Walking home through the forest I hear spring’s first songbirds trilling and wheeling above. They move rapidly from tree to tree, making nests and announcing territory. I step carefully along the path, watchful for the newly blooming pink Vetch flowers that crouch close to the ground and peek out from under pine needles and fallen bits of Usnea. The pack on my back is heavy with food, supplies, freshly harvested bark, wild greens and the thick field guides I insist upon carrying with me everywhere. I don’t mind the weight though, it feels good to bring home everything we need to live on my back, to be responsible for the yumminess at tonight’s dinner and the supplies we need to repair and maintain our home. I listen to the wind as roars through the canyon, though only a gentle finger of the gales touches me in the shelter of the mountainside forest.
Every step on the crispy pine needles beneath my feet releases the sweet scent of vanilla and butterscotch, an amazing fragrance seemingly peculiar to Ponderosa trees.
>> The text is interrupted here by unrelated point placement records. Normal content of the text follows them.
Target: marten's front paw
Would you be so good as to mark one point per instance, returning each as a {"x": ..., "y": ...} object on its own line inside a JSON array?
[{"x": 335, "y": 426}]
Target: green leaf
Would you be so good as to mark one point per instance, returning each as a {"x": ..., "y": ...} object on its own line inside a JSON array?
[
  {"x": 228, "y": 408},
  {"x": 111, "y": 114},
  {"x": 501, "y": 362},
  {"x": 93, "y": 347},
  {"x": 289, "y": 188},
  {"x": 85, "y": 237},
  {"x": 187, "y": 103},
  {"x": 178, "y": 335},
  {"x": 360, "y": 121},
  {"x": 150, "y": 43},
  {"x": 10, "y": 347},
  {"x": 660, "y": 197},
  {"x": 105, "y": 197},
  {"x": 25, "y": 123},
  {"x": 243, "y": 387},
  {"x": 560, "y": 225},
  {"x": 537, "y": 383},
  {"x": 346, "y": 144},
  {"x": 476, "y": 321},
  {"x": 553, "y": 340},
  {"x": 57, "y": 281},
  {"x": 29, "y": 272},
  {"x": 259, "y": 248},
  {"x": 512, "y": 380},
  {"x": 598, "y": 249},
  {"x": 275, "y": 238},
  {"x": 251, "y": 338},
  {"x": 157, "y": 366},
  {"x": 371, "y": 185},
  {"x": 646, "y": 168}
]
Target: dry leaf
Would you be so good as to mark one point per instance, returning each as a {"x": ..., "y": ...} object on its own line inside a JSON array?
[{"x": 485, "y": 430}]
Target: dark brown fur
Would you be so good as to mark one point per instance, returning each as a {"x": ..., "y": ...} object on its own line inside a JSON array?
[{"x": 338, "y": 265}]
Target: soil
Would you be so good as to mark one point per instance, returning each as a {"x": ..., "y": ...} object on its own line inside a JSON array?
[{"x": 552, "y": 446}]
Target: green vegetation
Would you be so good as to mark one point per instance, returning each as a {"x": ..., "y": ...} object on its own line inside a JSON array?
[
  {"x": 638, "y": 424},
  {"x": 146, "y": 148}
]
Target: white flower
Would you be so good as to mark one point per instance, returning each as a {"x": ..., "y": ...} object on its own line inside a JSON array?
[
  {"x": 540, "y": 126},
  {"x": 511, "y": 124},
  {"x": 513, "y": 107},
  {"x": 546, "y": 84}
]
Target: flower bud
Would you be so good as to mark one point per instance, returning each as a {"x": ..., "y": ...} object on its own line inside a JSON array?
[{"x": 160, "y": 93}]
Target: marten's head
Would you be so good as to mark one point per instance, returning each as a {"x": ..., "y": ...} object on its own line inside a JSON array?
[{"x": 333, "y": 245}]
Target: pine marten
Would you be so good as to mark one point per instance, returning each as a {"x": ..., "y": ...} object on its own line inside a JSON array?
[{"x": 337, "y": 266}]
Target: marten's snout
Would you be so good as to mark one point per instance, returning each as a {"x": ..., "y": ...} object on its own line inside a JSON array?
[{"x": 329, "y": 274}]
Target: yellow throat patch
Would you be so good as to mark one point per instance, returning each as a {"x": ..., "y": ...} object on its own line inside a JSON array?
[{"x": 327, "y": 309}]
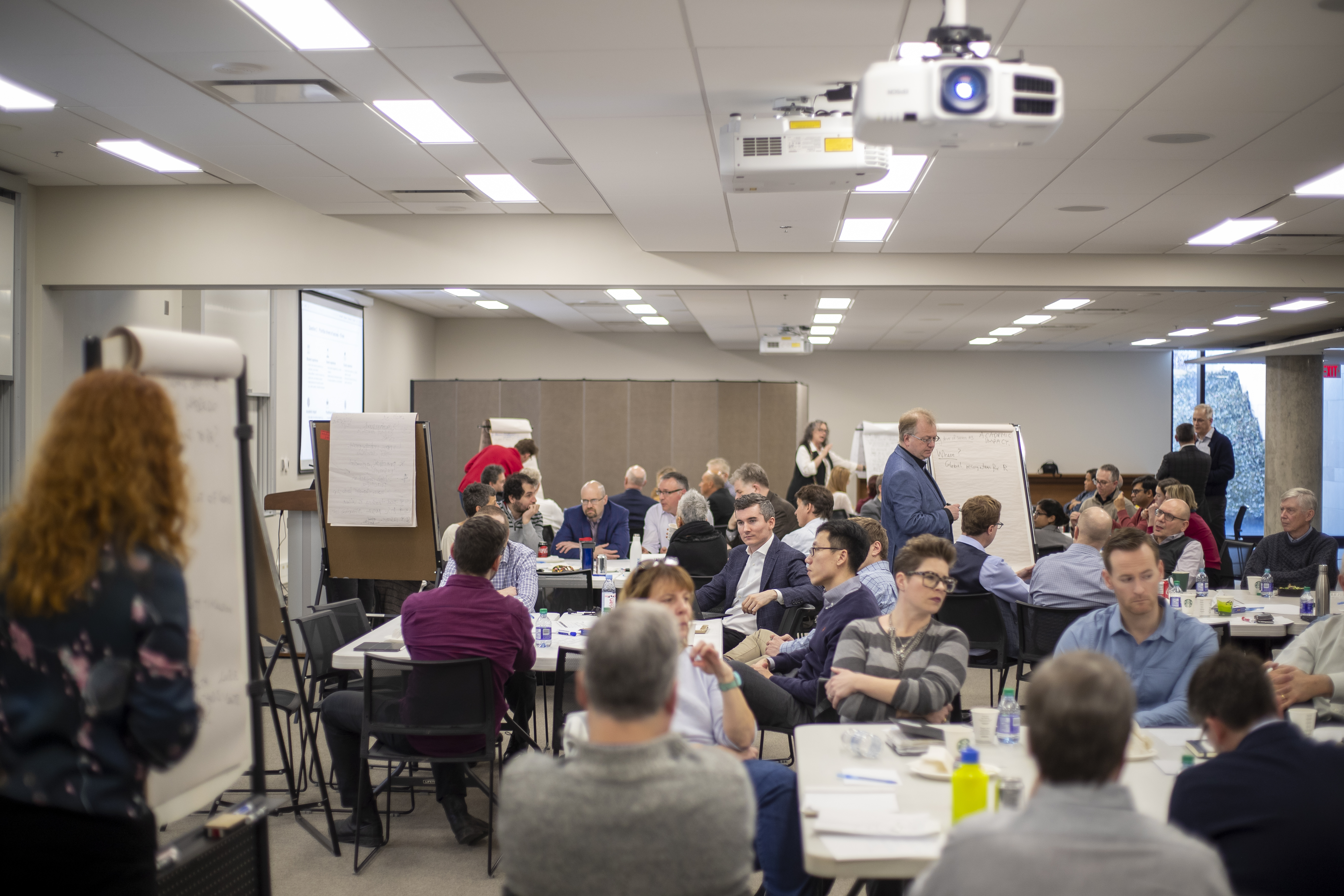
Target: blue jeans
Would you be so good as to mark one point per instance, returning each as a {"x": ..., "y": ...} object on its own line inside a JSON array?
[{"x": 779, "y": 840}]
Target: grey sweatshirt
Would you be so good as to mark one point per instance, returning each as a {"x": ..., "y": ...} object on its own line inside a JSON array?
[{"x": 659, "y": 819}]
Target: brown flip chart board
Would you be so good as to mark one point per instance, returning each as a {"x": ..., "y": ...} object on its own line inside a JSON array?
[{"x": 382, "y": 553}]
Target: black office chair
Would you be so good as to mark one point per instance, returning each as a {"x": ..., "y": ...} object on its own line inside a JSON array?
[
  {"x": 1039, "y": 630},
  {"x": 979, "y": 618},
  {"x": 440, "y": 698}
]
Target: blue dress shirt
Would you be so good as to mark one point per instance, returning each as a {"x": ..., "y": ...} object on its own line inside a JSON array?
[
  {"x": 1159, "y": 668},
  {"x": 518, "y": 570}
]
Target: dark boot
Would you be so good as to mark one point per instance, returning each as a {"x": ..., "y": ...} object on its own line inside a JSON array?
[{"x": 466, "y": 828}]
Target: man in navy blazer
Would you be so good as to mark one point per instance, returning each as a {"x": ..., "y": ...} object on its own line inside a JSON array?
[
  {"x": 763, "y": 577},
  {"x": 599, "y": 519},
  {"x": 1272, "y": 801},
  {"x": 912, "y": 502}
]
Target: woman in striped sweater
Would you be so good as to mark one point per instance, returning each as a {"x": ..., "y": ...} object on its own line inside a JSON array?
[{"x": 904, "y": 664}]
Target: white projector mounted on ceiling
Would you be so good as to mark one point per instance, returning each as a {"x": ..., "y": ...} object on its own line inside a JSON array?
[
  {"x": 957, "y": 98},
  {"x": 796, "y": 154}
]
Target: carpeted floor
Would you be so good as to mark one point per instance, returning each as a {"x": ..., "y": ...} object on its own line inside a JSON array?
[{"x": 422, "y": 856}]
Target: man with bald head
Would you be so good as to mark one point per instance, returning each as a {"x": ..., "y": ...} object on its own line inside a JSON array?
[
  {"x": 599, "y": 519},
  {"x": 1073, "y": 577},
  {"x": 1178, "y": 551}
]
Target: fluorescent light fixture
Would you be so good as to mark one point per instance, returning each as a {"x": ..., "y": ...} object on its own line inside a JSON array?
[
  {"x": 308, "y": 25},
  {"x": 1233, "y": 230},
  {"x": 865, "y": 230},
  {"x": 147, "y": 156},
  {"x": 424, "y": 120},
  {"x": 15, "y": 98},
  {"x": 1299, "y": 306},
  {"x": 1068, "y": 304},
  {"x": 502, "y": 189},
  {"x": 1329, "y": 185},
  {"x": 902, "y": 174}
]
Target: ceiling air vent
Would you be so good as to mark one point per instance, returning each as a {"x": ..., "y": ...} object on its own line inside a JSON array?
[{"x": 273, "y": 92}]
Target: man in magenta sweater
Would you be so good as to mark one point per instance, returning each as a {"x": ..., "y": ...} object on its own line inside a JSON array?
[{"x": 464, "y": 618}]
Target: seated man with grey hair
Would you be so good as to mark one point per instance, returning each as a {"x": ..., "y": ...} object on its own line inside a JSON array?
[
  {"x": 1295, "y": 555},
  {"x": 695, "y": 543},
  {"x": 644, "y": 812},
  {"x": 1080, "y": 832}
]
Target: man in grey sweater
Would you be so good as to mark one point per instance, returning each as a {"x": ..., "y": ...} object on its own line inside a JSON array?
[
  {"x": 643, "y": 812},
  {"x": 1080, "y": 833}
]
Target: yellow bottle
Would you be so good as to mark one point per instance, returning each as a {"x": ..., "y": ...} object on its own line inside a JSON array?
[{"x": 970, "y": 786}]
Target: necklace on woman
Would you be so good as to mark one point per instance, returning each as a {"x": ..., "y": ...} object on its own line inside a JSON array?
[{"x": 902, "y": 648}]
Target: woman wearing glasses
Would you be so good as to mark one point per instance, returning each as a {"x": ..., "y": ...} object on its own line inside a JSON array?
[{"x": 905, "y": 664}]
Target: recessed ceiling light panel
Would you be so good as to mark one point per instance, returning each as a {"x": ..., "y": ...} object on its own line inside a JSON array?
[
  {"x": 147, "y": 156},
  {"x": 308, "y": 25},
  {"x": 15, "y": 98}
]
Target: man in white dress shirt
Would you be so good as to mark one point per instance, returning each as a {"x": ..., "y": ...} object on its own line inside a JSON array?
[{"x": 660, "y": 519}]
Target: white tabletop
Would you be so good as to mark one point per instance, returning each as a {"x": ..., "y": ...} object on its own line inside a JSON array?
[
  {"x": 565, "y": 636},
  {"x": 822, "y": 757}
]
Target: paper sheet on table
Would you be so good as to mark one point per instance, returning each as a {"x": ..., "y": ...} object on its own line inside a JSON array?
[
  {"x": 373, "y": 471},
  {"x": 877, "y": 824},
  {"x": 1174, "y": 737},
  {"x": 851, "y": 850}
]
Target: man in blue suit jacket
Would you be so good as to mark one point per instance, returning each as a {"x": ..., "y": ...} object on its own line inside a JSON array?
[
  {"x": 1272, "y": 801},
  {"x": 763, "y": 577},
  {"x": 599, "y": 519},
  {"x": 912, "y": 502}
]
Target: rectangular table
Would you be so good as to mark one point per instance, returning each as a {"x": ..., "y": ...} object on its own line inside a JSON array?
[{"x": 820, "y": 757}]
Breathing deeply, it occurs to me how very ~happy~ I am. Not the ephemeral ecstasy of a cheap high or even the bittersweet thrill of my younger, more angst years when a pack of cigarettes and a bottle of cheap wine were about the only thing that could coax a smile from me. Back then, I was restless and sure I was destined to live the life of the perpetually discontent. I knew even then that this would make for great novels but a shitty life. Strange then, to feel so full now, to catch myself humming while I wash the dishes and smiling at the mere sight of mint green butterfly gliding from flower to flower. And funny to recognize my satisfaction in the rhythm of my work with students and clients, family and place. There’s no where else I’d rather be, and nothing else I’d rather be doing. Yeah, I still get stressed out and cuss the computer for crashing, fret over the impending fire season, and I’m still scared of screwing everything up. But somehow, those things seem so tiny next to the joy of living fully, of being this fulfilled. It hasn’t been an easy transformation, I’ve struggled through PTSD, illness and addiction to find the real me, and to be able to take in the simple sweetness of each beautiful day.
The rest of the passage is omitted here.